Most of these years have been due to a lack of snow on the latter portion of the course, with races ending (or, in some cases, starting, since the course changed direction in those days) at Duffy’s or Rosie’s field. In most of those cases, the winters were warm and dry, and a warmup later in the season led to a lack of snow. 1983 had more snow, but a warm February appears to have affected ice on the lake, which may never have thickened below a thick blanket of snow.
In recent memory (the past 25 years), there have been five cancelations:
- 1998: A warm February leads to a short course.
- 2000: A warm and rainy end of the month cancels the race
- 2002: A warm, dry month ends with enough rain to shorten the race
- 2007: A couple of warm days and low snowfall creates the half-length open-track rock ski race
- 2017: A warm spell and rain cancel the race
Since the first Birkie, San Francisco has gone over 30 inches of rain in 1973, 1978, 1982, 1983, 1997 and 2017. Of these, six years, three correlate to some sort of Birkie disruption. So there appears to be some correlation between heavy rain in the Pacific and Birkie disruptions. In this year’s case, the warm Pacific air has led to plentiful snow in the Northwoods with warm temperatures. And while snow is good, we’ve had perfectly good Birkies in years like 2012 and 2015 with lower snowfall.

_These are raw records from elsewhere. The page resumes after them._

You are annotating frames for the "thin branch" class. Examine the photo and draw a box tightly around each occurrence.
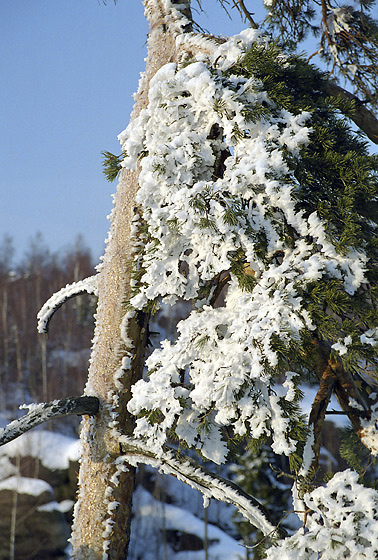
[324,81,378,144]
[0,396,100,446]
[244,508,305,550]
[332,366,372,435]
[307,47,323,62]
[310,340,376,456]
[37,275,98,334]
[232,0,259,29]
[325,409,367,416]
[320,0,333,50]
[119,435,287,539]
[307,356,338,471]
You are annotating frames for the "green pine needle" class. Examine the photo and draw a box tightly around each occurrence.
[101,150,126,182]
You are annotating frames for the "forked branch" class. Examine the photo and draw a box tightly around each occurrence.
[306,355,338,472]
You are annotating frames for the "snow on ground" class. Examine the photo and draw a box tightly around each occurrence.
[0,382,350,560]
[0,429,80,471]
[37,499,74,513]
[129,487,244,560]
[146,463,237,534]
[0,475,53,496]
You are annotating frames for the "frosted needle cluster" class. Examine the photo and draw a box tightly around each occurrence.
[117,30,368,464]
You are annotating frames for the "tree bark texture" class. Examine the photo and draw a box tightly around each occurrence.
[69,2,199,558]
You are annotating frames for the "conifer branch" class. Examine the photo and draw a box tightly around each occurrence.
[311,341,374,455]
[0,396,100,446]
[308,357,338,471]
[101,151,125,183]
[118,435,287,539]
[320,0,334,53]
[333,365,371,435]
[325,410,364,416]
[232,0,259,30]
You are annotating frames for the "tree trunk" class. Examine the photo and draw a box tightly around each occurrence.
[70,2,194,558]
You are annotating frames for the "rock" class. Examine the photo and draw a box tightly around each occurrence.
[0,476,70,560]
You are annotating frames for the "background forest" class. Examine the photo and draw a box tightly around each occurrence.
[0,234,95,417]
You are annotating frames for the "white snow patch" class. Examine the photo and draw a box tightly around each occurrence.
[0,476,53,496]
[130,487,243,560]
[0,430,80,471]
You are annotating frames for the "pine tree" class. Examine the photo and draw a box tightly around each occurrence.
[118,3,378,557]
[3,2,378,559]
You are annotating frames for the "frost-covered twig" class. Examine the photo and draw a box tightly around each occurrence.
[0,396,99,446]
[119,435,287,538]
[37,275,99,333]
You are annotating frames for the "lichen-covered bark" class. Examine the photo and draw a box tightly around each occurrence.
[70,2,194,558]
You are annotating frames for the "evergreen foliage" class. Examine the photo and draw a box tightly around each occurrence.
[101,150,126,182]
[262,0,378,111]
[230,41,378,379]
[79,2,378,558]
[339,426,378,484]
[117,22,378,555]
[125,32,378,463]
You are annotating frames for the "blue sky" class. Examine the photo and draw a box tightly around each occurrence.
[1,1,269,263]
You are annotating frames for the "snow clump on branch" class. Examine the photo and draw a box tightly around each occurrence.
[267,469,378,559]
[117,30,368,464]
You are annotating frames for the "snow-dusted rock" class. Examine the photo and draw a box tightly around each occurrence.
[0,476,70,560]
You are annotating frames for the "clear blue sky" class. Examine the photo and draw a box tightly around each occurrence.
[0,1,269,263]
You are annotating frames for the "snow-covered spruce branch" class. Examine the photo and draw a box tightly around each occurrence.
[118,435,287,538]
[0,396,100,446]
[37,275,99,334]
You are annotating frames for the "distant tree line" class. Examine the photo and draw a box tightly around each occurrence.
[0,233,96,424]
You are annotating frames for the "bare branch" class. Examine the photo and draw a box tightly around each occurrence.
[307,356,338,471]
[232,0,259,29]
[311,340,378,456]
[119,435,287,539]
[37,275,98,334]
[320,0,334,52]
[0,396,100,446]
[325,410,364,415]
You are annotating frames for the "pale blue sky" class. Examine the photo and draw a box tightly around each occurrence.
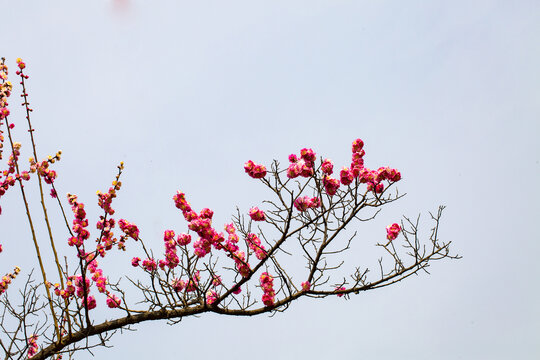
[2,1,540,359]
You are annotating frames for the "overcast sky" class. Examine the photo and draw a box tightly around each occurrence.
[2,1,540,359]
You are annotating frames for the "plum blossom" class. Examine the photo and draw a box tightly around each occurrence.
[244,160,267,179]
[260,272,275,307]
[294,196,321,212]
[249,207,266,221]
[321,159,333,175]
[106,294,122,308]
[386,223,401,241]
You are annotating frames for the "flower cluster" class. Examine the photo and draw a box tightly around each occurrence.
[322,175,340,196]
[106,294,122,308]
[118,219,139,240]
[206,290,218,305]
[96,179,121,216]
[27,334,38,358]
[15,58,26,72]
[89,259,121,308]
[224,223,239,252]
[259,272,275,307]
[67,194,90,248]
[339,166,355,186]
[142,258,157,272]
[83,295,97,310]
[212,275,222,287]
[52,278,74,299]
[248,207,265,221]
[246,233,267,260]
[0,61,11,160]
[321,159,333,175]
[1,142,30,216]
[174,192,224,258]
[173,192,256,281]
[294,196,321,212]
[171,278,185,292]
[386,223,401,241]
[131,257,140,267]
[244,160,267,179]
[322,139,402,196]
[232,249,251,278]
[28,153,61,186]
[177,233,191,246]
[0,266,21,296]
[158,230,180,269]
[73,275,90,298]
[55,272,98,311]
[96,217,118,255]
[286,148,316,178]
[224,223,251,277]
[52,258,117,310]
[88,260,107,293]
[321,157,342,196]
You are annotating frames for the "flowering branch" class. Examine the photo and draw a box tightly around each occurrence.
[0,58,459,360]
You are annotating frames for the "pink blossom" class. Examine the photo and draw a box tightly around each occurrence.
[301,281,311,291]
[158,259,168,270]
[300,161,314,177]
[173,191,191,213]
[206,290,218,305]
[286,162,301,179]
[294,196,310,211]
[95,276,107,293]
[321,159,334,175]
[118,219,139,240]
[294,196,321,212]
[27,334,38,358]
[246,233,267,260]
[212,275,222,287]
[300,148,316,163]
[171,278,185,292]
[323,176,340,196]
[244,160,255,174]
[260,272,276,306]
[336,286,346,297]
[386,223,401,241]
[224,223,236,234]
[16,57,26,70]
[74,276,91,298]
[340,167,354,186]
[232,250,251,277]
[131,257,141,267]
[84,295,97,310]
[176,233,191,246]
[142,258,157,272]
[351,152,364,175]
[249,207,266,221]
[352,138,364,153]
[199,208,214,220]
[310,197,321,208]
[106,294,121,308]
[163,229,175,241]
[244,160,267,179]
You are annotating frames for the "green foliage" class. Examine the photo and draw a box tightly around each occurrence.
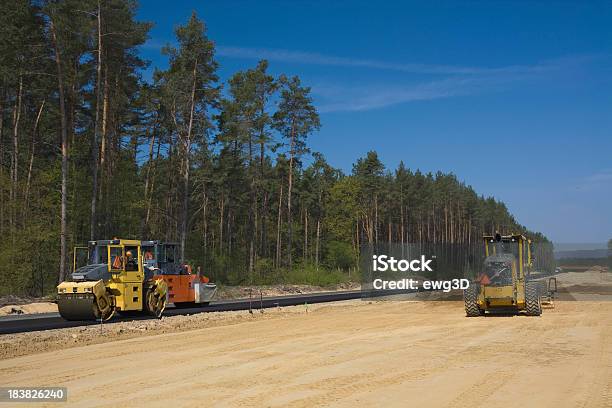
[158,11,219,138]
[273,75,321,153]
[284,265,350,287]
[324,241,356,271]
[326,177,360,242]
[248,264,350,287]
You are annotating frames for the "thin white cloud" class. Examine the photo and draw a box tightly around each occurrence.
[217,45,558,75]
[313,73,526,112]
[570,169,612,192]
[144,41,601,112]
[583,169,612,183]
[216,46,598,111]
[314,79,467,112]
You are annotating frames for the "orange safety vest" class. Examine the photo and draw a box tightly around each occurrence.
[112,255,123,269]
[478,273,491,285]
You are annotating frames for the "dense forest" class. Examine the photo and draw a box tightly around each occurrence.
[0,1,548,295]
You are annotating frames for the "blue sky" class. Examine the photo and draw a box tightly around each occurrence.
[136,1,612,245]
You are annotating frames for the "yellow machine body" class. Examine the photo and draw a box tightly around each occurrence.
[57,239,167,320]
[465,234,542,316]
[106,240,144,312]
[57,279,106,296]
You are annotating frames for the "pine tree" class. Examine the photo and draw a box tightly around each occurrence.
[273,76,320,268]
[158,12,219,260]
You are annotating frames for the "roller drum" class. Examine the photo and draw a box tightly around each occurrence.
[58,293,99,320]
[57,280,115,321]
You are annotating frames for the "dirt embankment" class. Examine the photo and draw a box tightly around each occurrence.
[0,295,57,317]
[0,303,57,317]
[215,282,360,299]
[552,268,612,299]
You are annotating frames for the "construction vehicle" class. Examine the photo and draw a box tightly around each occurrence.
[464,233,544,316]
[540,276,557,308]
[57,239,168,321]
[140,241,217,307]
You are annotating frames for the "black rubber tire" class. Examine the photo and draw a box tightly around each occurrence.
[525,281,542,316]
[464,283,484,317]
[144,285,166,319]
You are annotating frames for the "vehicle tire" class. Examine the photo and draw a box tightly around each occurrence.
[144,283,167,319]
[464,283,484,317]
[525,281,542,316]
[94,292,115,321]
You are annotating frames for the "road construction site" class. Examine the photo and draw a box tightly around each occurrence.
[1,268,611,407]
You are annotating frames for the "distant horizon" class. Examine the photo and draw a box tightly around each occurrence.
[553,242,609,251]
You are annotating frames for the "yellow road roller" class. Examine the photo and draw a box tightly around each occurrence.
[464,233,542,316]
[57,239,167,321]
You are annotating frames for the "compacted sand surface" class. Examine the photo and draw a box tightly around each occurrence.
[1,296,611,408]
[0,303,57,317]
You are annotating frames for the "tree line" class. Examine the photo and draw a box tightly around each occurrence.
[0,1,548,296]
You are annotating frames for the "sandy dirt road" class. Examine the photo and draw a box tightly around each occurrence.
[1,298,611,408]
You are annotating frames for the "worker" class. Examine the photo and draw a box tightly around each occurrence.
[197,266,210,283]
[478,271,491,285]
[125,250,137,271]
[144,250,154,260]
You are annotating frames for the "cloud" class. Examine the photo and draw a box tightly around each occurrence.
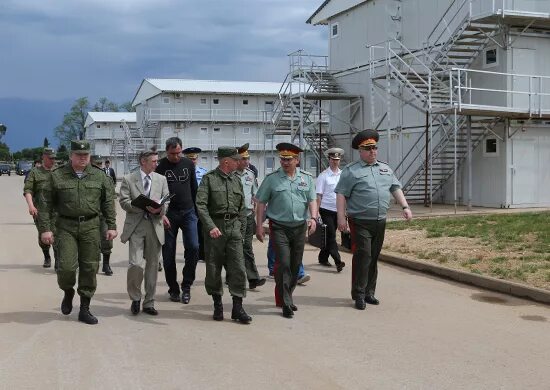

What do I take from this, reading tea leaves a few weeks from the race? Right now, cold is more important than snow. The dense snowpack should be able to withstand all but the worst meltdown. More snow? Sure. But it would be better to freeze up the base and freeze up the lake rather than having to worry about snowmelt and ice. At least the current outlooks call for some colder weather building across the country (less of a polar vortex outbreak and more of a lasting cold) which might be enough to push through the lake snow cover and freeze things down.